AWS Big Data Blog
Implement column-level encryption to protect sensitive data in Amazon Redshift with AWS Glue and AWS Lambda user-defined functions
Amazon Redshift is a massively parallel processing (MPP), fully managed petabyte-scale data warehouse that makes it simple and cost-effective to analyze all your data using existing business intelligence tools.
When businesses are modernizing their data warehousing solutions to Amazon Redshift, implementing additional data protection mechanisms for sensitive data, such as personally identifiable information (PII) or protected health information (PHI), is a common requirement, especially for those in highly regulated industries with strict data security and privacy mandates.
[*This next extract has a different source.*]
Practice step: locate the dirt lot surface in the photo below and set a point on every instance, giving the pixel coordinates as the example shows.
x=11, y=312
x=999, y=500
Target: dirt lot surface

Amazon Redshift provides role-based access control, row-level security, column-level security, and dynamic data masking, along with other database security features to enable organizations to enforce fine-grained data security.
Security-sensitive applications often require column-level (or field-level) encryption to enforce fine-grained protection of sensitive data on top of the default server-side encryption (namely data encryption at rest). In other words, sensitive data should be always encrypted on disk and remain encrypted in memory, until users with proper permissions request to decrypt the data. Column-level encryption provides an additional layer of security to protect your sensitive data throughout system processing so that only certain users or applications can access it. This encryption ensures that only authorized principals that need the data, and have the required credentials to decrypt it, are able to do so.
In this post, we demonstrate how you can implement your own column-level encryption mechanism in Amazon Redshift using AWS Glue to encrypt sensitive data before loading data into Amazon Redshift, and using AWS Lambda as a user-defined function (UDF) in Amazon Redshift to decrypt the data using standard SQL statements. Lambda UDFs can be written in any of the programming languages supported by Lambda, such as Java, Go, PowerShell, Node.js, C#, Python, Ruby, or a custom runtime. You can use Lambda UDFs in any SQL statement such as SELECT, UPDATE, INSERT, or DELETE, and in any clause of the SQL statements where scalar functions are allowed.
Solution overview
The following diagram describes the solution architecture.
To illustrate how to set up this architecture, we walk you through the following steps:
- We upload a sample data file containing synthetic PII data to an Amazon Simple Storage Service (Amazon S3) bucket.
- A sample 256-bit data encryption key is generated and securely stored using AWS Secrets Manager.
- An AWS Glue job reads the data file from the S3 bucket, retrieves the data encryption key from Secrets Manager, performs data encryption for the PII columns, and loads the processed dataset into an Amazon Redshift table.
- We create a Lambda function to reference the same data encryption key from Secrets Manager, and implement data decryption logic for the received payload data.
- The Lambda function is registered as a Lambda UDF with a proper AWS Identity and Access Management (IAM) role that the Amazon Redshift cluster is authorized to assume.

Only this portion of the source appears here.